Tuesday, April 10, 2018

INGENIERIA DEL PÚBLICO: GRANDES DATOS, VIGILANCIA Y POLITICA COMPUTACIONAL

Engineering the public: Big data, surveillance and computational politics



Digital technologies have given rise to a new combination of big data
and computational practices which allow for massive, latent data
collection and sophisticated computational modeling, increasing the
capacity of those with resources and access to use these tools to carry
out highly effective, opaque and unaccountable campaigns of persuasion
and social engineering in political, civic and commercial spheres.

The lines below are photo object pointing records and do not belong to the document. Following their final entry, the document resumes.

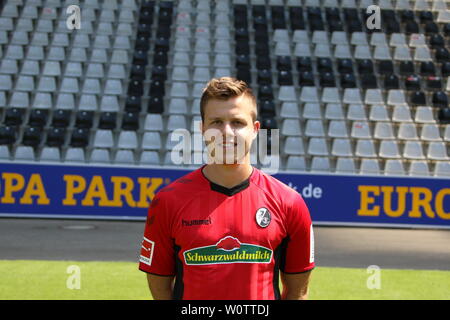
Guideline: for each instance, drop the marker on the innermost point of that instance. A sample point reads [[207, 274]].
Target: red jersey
[[227, 243]]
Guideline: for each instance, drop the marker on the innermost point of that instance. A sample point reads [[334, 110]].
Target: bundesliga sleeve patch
[[147, 249], [228, 250]]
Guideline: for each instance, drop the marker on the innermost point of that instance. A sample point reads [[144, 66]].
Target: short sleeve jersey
[[227, 243]]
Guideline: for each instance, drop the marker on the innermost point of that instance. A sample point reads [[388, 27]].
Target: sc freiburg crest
[[263, 217]]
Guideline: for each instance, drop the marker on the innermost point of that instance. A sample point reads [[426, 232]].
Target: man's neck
[[227, 176]]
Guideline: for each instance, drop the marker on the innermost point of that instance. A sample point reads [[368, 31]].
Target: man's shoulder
[[183, 186], [274, 186]]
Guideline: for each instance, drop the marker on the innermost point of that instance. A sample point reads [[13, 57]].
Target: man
[[225, 230]]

I
examine six intertwined dynamics that pertain to the rise of
computational politics: the rise of big data, the shift away from
demographics to individualized targeting, the opacity and power of
computational modeling, the use of persuasive behavioral science,
digital media enabling dynamic real-time experimentation, and the growth
of new power brokers who own the data or social media environments. I
then examine the consequences of these new mechanisms on the public
sphere and political campaigns.



On the surface, this century has ushered in new digital technologies
that brought about new opportunities for participation and collective
action by citizens. Social movements around the world, ranging from the
Arab uprisings to the Occupy movement in the United States (Gitlin,
2012), have made use of these new technologies to organize dissent
against existing local, national and global power [11].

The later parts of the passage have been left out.